Racehorse Ownership: Gambling within the rules

A look at how owners of racehorses must fulfil the sport’s rules when it comes to gambling.

 

  For many owning a racehorse can simply be fulfilling a dream.  Racehorses can provide their owners with the fun and excitement a day at the races brings.  However, there are rules set by the sport’s governing body, the British Horseracing Authority, on how owners should conduct themselves when it comes to gambling.

  Whilst, there is nothing illegal about betting on a horse you own, betting against it is another matter.

  Rule E 92.2 of the BHA’s horse racing rules states an owner must not lay any horse in their ownership to lose a race, instruct another person to do so on their behalf, or receive the whole or any part of any proceeds of such a lay.

  There have been cases in recent years of owners laying to lose.  In a speech given to Racing Commissioners International in March 2011 at their annual conference in New Orleans, Paul Scotney, former Director of Integrity Services, Compliance and Licensing at the British Horseracing Authority said  “Since 2003, the Integrity Department at the British Horseracing Authority has investigated 131 cases involving corrupt betting activity (21% of the total number of investigations – 628) by those using the exchanges. Around 10% of those cases have resulted in serious disciplinary action being taken against either the jockey, trainer or owner”.

  “Perhaps perversely, as many have commented, whilst exchanges have created this new avenue for the corruptor, none of the cases against corruptors operating through their platform would have been successful without the full co-operation of Betfair”.  I decided to ask a racehorse owner-trainer how she felt regarding laying to lose and whether it threatens the integrity of the sport of kings.

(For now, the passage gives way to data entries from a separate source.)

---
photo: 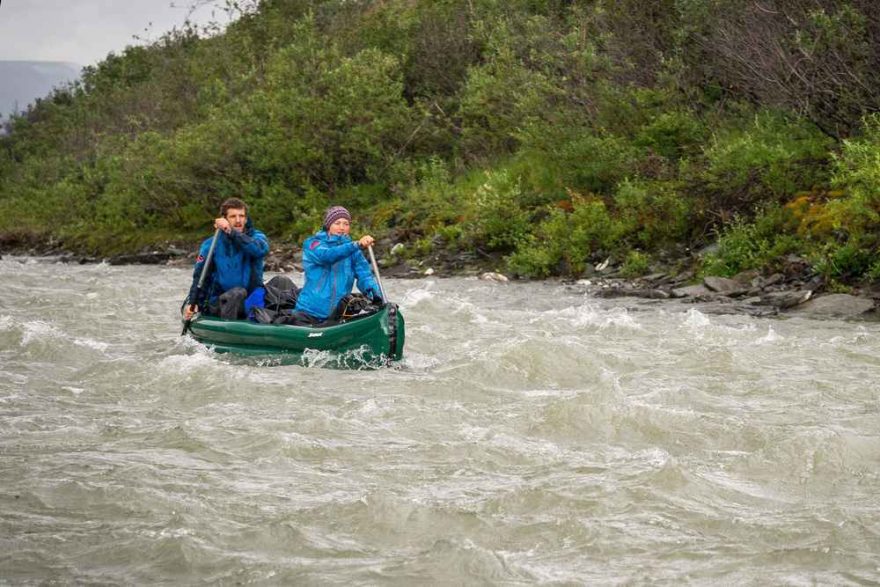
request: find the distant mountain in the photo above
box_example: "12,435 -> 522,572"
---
0,60 -> 82,118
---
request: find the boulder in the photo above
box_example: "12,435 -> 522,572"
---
758,289 -> 813,310
480,271 -> 509,283
672,285 -> 711,298
703,277 -> 748,296
789,294 -> 874,318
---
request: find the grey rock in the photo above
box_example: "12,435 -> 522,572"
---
760,289 -> 813,310
480,271 -> 510,283
703,277 -> 747,295
672,285 -> 711,298
791,294 -> 874,318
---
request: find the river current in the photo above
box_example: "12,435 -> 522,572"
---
0,257 -> 880,585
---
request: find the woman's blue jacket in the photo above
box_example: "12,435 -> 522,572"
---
296,230 -> 381,320
189,218 -> 269,305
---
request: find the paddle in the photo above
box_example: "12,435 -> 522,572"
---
180,228 -> 220,336
367,245 -> 388,304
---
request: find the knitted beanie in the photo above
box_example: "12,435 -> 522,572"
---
324,206 -> 351,230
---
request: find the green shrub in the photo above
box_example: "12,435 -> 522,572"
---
703,207 -> 804,277
507,198 -> 624,277
470,171 -> 531,251
620,250 -> 651,278
613,180 -> 691,249
694,111 -> 830,213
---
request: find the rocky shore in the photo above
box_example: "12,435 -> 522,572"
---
5,239 -> 880,319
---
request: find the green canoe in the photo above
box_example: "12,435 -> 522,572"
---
190,304 -> 404,367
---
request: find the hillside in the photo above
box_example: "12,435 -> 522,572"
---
0,0 -> 880,290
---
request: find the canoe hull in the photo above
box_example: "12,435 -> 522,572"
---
190,304 -> 405,366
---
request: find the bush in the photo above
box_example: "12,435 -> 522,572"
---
613,180 -> 691,249
703,207 -> 804,277
508,196 -> 624,277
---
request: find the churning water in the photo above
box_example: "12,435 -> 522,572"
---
0,258 -> 880,585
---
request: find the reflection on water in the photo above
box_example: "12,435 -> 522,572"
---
0,258 -> 880,584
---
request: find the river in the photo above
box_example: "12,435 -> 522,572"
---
0,257 -> 880,585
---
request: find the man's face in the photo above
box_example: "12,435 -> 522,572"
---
226,208 -> 247,232
327,218 -> 351,236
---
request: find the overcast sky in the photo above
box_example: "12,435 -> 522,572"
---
0,0 -> 234,66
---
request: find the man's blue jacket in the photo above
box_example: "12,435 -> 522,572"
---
296,230 -> 381,320
189,218 -> 269,306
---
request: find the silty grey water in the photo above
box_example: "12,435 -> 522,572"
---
0,258 -> 880,585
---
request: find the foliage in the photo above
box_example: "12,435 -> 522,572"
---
0,0 -> 880,287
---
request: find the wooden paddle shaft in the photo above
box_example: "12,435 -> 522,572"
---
367,245 -> 388,304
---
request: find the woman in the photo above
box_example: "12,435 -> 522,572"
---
293,206 -> 382,324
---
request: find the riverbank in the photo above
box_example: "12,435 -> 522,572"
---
0,239 -> 880,320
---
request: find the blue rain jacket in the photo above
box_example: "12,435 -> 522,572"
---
188,218 -> 269,306
295,230 -> 381,320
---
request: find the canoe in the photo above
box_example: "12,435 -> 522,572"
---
190,304 -> 405,367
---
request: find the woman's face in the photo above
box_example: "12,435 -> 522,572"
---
327,218 -> 351,236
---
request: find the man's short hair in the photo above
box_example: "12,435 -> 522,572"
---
220,198 -> 247,218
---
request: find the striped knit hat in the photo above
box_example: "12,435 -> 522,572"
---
324,206 -> 351,230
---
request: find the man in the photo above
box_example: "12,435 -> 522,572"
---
183,198 -> 269,320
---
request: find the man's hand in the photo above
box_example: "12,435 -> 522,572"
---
214,218 -> 232,234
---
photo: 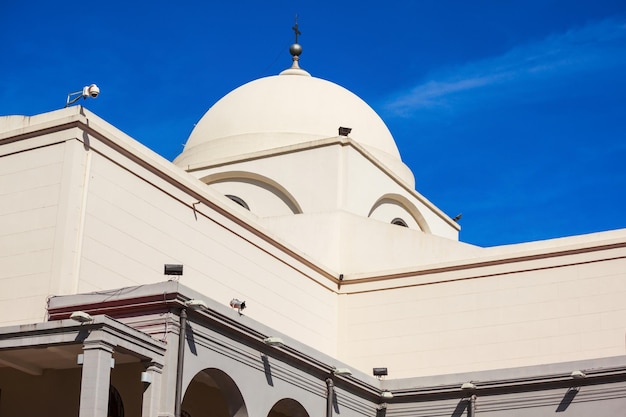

  Nikki Evans runs a small yard in Abergavenny, Monmouthshire.  As well as being a racehorse trainer for many sole owners she also trains for a couple of syndicates as well as having two horses of her own and two of which she holds a share in.  I asked Nikki’s thoughts on whether the ability to lay a horse threatens the integrity of racing.

  “Laying to lose isn’t what racing is about, it’s about winning.  It makes racing look crooked, people not wanting to win”.

  When I asked her if she thought low levels of prize money contribute to individuals laying horses to lose, the owner-trainer had this to say.

  “The prize money isn’t the problem.  Where you have betting you will always have people who want to cheat.  When you go into racing, everyone knows what the prize money levels are so you know it’s not a get rich quick. 
I think betting to lose should be stopped as it’s never right.”

  I asked her if she thought there was any way to stop horses being laid on the betting exchanges by owners and associates of them.

  “The only way to stop it is by banning it because one person speaks to another and so on and then you have twenty people knowing it is supposedly ‘stopped’.  These people are friends of friends of friends so there is no real way of tracking them.  Exchanges are bad news and I don’t think the money goes back into racing.” 

  “The way I look at betting is like this.  We should be like France so all betting revenue goes back into racing.  This would sort out the prize money problem, and then the courses would get a percentage of the revenues, thus the entry fees to the courses may become cheaper.  For example, going to the Arc meeting in Paris can cost as little as ten euros whereas going to Cheltenham would cost a fair bit more, so by making it cheaper you could open racing up to more people which would have a ripple effect right though racing, from new owners to casual race-goers putting money back into the racecourses”. 

  I decided to speak to the BHA’s Media and Communications Assistant Rhys Williams for his views on the subject.  “Regardless of low prize money and a betting exchange environment, where there is betting on horseracing, or any sport for that matter, there is always likely to be those that will see an opportunity to cheat. However the BHA is a world leader in identifying corruption and dealing with it. Regarding exchanges, we work closely with betting exchange operators, who share their information with us to identify suspect layers. This has allowed us to bring several successful cases in front of the Disciplinary Panel, with individuals being warned off from the sport.  Former licensed jockey Andrew Heffernan, and eight other individuals were excluded from horseracing for a combined total of over seventy years. Information shared by the exchange companies was important in allowing the BHA to pursue this case”. 

  Many may not be aware of the RaceStraight service, a telephone line available for anyone to report any suspected wrong doing in the sport of horse racing.  People can also fill in a contact form via the BHA’s website to report any misgivings they may have about the sport.

  The BHA in November of 2012 announced the forthcoming introduction of race values.  Agreed by both racecourses and horsemen, compared to the 2012 Horsemen’s Group tariffs, prize money could increase by around twelve percent in some races across the calendar this year.  Although minimum values had been applied to racing previously, beyond Class 3 events it was all but ignored due to the fall in levy.  This new race value process will form part of the rules of racing and hopefully see a more generous return for races in the past that may have offered less prize money to owners and trainers.  Whether this will help in the sphere of laying to lose, time will tell but for the moment it is certainly an altogether positive move for racing in 2013.

 *Betfair declined to comment when I asked for their views.